We examined whether metabolic and cardiovascular risk factors, including inflammatory biomarkers, differ in subjects with the new ADA(2003) threshold of IFG (IGF100) as compared with subjects with the old ADA(1997) threshold of IFG (IFG110) in a cohort of 946 nondiabetic Italian Caucasians (fasting plasma glucose < 126 mg/dL).
As compared with normal fasting glucose (NFG), subjects with IFG100 and IFG110 had higher body mass index (BMI), waist circumference, total and low density lipoprotein (LDL) cholesterol, triglyceride, fasting and 2-h post-challenge plasma glucose, fasting insulin, systolic blood pressure, and lower levels of high density lipoprotein (HDL) and insulin-like growth factor I (IGF-I).
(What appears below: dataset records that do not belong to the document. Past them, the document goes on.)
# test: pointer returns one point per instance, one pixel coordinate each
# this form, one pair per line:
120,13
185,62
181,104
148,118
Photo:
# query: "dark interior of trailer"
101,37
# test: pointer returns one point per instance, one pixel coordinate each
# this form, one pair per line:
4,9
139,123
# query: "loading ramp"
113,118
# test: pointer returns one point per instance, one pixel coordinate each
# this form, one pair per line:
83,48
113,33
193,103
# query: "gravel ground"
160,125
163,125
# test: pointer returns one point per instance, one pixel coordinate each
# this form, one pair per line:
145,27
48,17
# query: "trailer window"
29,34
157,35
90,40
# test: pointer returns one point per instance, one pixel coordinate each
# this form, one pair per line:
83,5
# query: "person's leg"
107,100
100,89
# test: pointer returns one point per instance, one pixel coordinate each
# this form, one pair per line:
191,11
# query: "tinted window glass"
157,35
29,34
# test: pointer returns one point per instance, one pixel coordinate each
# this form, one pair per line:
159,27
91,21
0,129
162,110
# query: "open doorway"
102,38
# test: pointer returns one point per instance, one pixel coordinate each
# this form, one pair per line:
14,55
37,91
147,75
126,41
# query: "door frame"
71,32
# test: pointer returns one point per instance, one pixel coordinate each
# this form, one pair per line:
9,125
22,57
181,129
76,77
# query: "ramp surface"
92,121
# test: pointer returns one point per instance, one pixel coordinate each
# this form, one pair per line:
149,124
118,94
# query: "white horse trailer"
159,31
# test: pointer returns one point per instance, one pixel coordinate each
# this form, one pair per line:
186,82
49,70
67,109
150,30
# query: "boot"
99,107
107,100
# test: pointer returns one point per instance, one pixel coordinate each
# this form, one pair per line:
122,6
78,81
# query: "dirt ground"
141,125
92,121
In a logistic regression analysis with adjustment for age and gender, IFG110 was associated with higher risk of post-challenge glucose intolerance as compared with IFG100. As compared with IFG100, subjects with IFG110 have significantly lower levels of circulating IGF-I. As compared with NFG, IFG110, but not IFG100, showed a significant association with increased levels of inflammatory markers including white blood cell count (WBCC), and C-reactive protein (CRP). Both CRP and WBCC were correlated with 2-h plasma glucose but not with fasting plasma glucose (FPG).
The data show that IFG110 is associated with a worse metabolic and cardiovascular risk profile as compared with IFG100.